When I’m zipping through the channel guide for TCM looking for stuff to drop on the DVR for later review, I follow specific rules. Certain “thematic factors” argue either for or against the likelihood there will be some good fur in the film in question. One of the “against” factors is “war movie,” even “war movie from the ’30s.” So, ordinarily, I wouldn’t have bothered with The Eagle and the Hawk. But, TCM was running Carole Lombard as an actor of the month, and they had some “new” films. This was one of them, and I reserve the right to break the rules for anything TCM hasn’t shown before.
The Eagle and the Hawk – The Film
Lucky I did. I know the rules are a gamble, there could be furs in a war movie or a western, but I play the odds to keep the amount of stuff I have to deal with manageable. So I DVR’d this war movie and period piece (another “against”) The Eagle and the Hawk, a 1933 film set during World War I about a Royal Air Force squadron and 3 American volunteers flying for it. A supposed “hidden gem” of a movie, it’s certainly not a showpiece for Carole Lombard, who appears in about 2 scenes as a woman who’s known only in the credits as “The Beautiful Lady.” Certainly a title she embodies, especially in one of her 2 scenes… Truly a hidden gem.
The Eagle and the Hawk – The Furs
The Eagle and the Hawk is literally a “one fur wonder.” Like Rendezvous, the designers probably took a little liberty with this particular outfit. Someone on the IMDb helpfully pointed out the anachronisms in the planes they used, but not this monster beauty of a white fox-trimmed coat. I say trimmed, but the trim is virtually a coat unto itself. So sumptuously large are the collar and cuffs they easily hide the silk or satin body of the coat.
The whole sequence lasts about 5 and a half minutes, showing “Jerry Young” (Frederic March) taking “The Beautiful Lady” out to a park, and Jerry picks her up in a cab.

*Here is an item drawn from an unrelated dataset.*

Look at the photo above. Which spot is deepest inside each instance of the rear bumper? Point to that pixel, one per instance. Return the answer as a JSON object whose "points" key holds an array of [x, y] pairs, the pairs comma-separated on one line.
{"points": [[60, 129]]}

Miss Lombard smokes in the enormous white fox beauty while she chats with Jerry in the back.
Light plays across both actors as the cab moves along, alternating between light and shadow, incredibly alluring as The Beautiful Lady smokes in her furs.
Exiting the cab to head for the park gives the best view of the enormity of the collar, fringe, and cuffs. Only a tiny patch of the satin on Carole Lombard’s shoulder manages to peak through.
The chat on the park bench occupies the rest of the sequence, alternating between this wide shot…
And angles of both…
and, thankfully, beautiful closeups of The Beautiful Lady…
Not a poor use of 5 minutes of screen time. If you’re going to put Carole Lombard in a film for less than 10 minutes total, then choosing to do so with this enormous white fox fur collar and cuffs for half that time was an excellent decision. Sure, I’ll say the entire thing could have been a white fox, but even in its current state, it shot to a top spot on my “best movie furs” list. Indeed, a pleasant surprise from a film I assumed would be a waste of time.